Cinque Terre like a local… sweet, boutique, unique
Eschew the Tuscan countryside villa for a home in the hills of Liguria, a stone’s throw from the region’s coastal superstars, to truly experience the simple life in Italy. Writes Quentin Long.
While a villa in Tuscany is a fine thing, a B&B just over the border in the Ligurian hills with magnificent views – and not far from the jaw-dropping coastline dubbed the Italian Riviera – is perhaps even finer.
Living not like a local but with locals is the genuine dolce vita.
We are in search of our own slice of the sweet life as we leave the freeway just after Carrara, an hour and a quarter out of Florence, and begin an ascent that would make the peloton of the Giro pause for thought.
Every hairpin bend helps to create a sense of anticipation. What are we going to find at the end of our climb?
The GPS becomes a little confused by some classic Italian road planning; a forked road presents the quandary of both prongs having the same name, Via Marciano. Welcome to the quirky nuances of local life in Liguria.

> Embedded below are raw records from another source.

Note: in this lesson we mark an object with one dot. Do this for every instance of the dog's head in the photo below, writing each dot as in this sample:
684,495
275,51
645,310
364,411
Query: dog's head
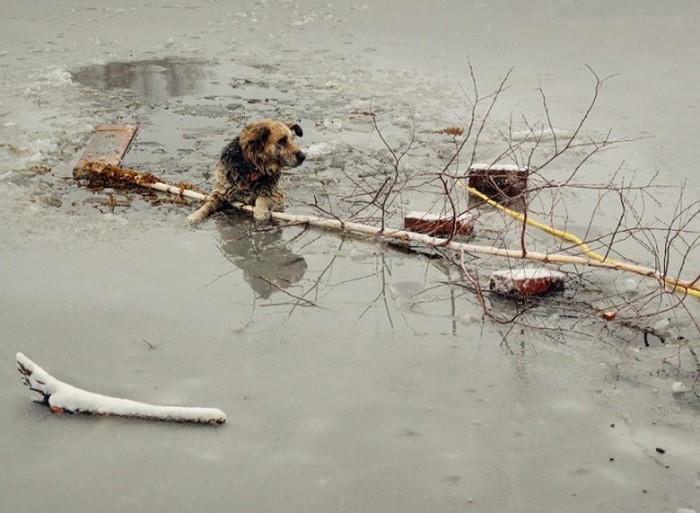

Naturally we venture along the wrong Via Marciano until our little Fiat 500 ends up on a dirt road where we are one small wheel width away from a fast descent.
After a call to our hosts, we correct ourselves and head along the right Via Marciano, and continue to climb.
Arriving around one more bend, parting yet more picturesque olive groves and vineyards, we arrive at Casa Colleverde.
An unpretentious abode, it sits snugly on the hill surrounded by the greenery of small shrubs and trees (Casa Colleverde directly translates as ‘house on the green hill’), and looks out to stunning vistas of hilltop villages and the great, endless expanse of the azure Mediterranean.
Simon and Carmelo greet us cheerily from the top of the garden stairs, guiding us into the open-plan kitchen and plying us with a chilled glass of wine.
The house is a stylishly modern light-filled home, scattered with pieces collected during the couple’s travels, making for a cosy milieu: an ornate and grand chandelier hangs over the main stairwell; a print of Michelangelo’s David’s face with red overprint is a feature in the dining room; African art pieces are dotted in nooks and crannies throughout.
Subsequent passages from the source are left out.